PASTOR: "Can we please turn on our tablet, PC, iPad, smart phone, and Kindle Bibles to 1 Cor 13:13.       And please switch on your Bluetooth to download the sermon."
P-a-u-s-e......
PASTOR:  "Now, Let us pray committing this week into God's hands.  Open your Apps, BBM, Twitter and Facebook, and chat with God."
S-i-l-e-n-c-e
"As we take our Sunday tithes and offerings, please have your credit and debit cards ready."   "You can log on to the church wi-fi using the password 'Lord909887. ' "       The ushers will circulate mobile card swipe machines among the worshipers:

a.. Those who prefer to make electronic fund transfers are directed to computers and laptops at the rear of the church.

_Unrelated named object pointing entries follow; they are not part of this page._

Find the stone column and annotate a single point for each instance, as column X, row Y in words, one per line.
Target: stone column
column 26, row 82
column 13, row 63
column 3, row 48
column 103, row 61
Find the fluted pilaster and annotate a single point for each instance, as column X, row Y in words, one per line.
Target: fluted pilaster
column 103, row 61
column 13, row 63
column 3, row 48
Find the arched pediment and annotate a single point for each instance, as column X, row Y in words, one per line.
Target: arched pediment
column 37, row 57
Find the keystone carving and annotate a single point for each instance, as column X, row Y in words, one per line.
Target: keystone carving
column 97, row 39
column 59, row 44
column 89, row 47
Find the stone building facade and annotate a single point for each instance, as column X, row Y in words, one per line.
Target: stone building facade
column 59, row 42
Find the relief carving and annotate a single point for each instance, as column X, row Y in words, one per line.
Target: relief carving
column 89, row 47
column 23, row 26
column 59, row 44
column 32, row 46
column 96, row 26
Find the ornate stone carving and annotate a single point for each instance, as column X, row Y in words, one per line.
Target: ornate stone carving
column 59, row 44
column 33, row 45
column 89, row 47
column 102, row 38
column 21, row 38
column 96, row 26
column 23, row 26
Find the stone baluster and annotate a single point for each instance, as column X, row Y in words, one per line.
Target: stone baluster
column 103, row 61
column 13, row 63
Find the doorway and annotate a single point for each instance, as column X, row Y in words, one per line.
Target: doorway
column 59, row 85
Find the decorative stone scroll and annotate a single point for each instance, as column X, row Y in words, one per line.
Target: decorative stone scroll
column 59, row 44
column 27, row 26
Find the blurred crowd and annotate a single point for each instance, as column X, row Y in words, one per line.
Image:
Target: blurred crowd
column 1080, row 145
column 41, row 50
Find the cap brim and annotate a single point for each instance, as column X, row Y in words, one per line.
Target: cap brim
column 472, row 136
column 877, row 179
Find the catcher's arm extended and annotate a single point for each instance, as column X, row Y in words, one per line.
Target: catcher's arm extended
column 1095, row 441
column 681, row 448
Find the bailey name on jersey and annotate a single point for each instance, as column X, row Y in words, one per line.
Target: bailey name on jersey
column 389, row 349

b.. Those who prefer to use iPads can open them.

c.. Those who prefer telephone banking, take out your cellphones to transfer your contributions to the church account.

Final Blessing and Closing Announcements...

a.. This week's ministry cell meetings will be held on the various Facebook group pages where the usual group chatting takes place. Please log in and don't miss out.

b.. Thursday's Bible study will be held live on Skype at 1900hrs GMT. Please don't miss out.

c.. You can follow your Pastor on Twitter this weekend for counseling and prayers.

d.. God bless you and have nice day.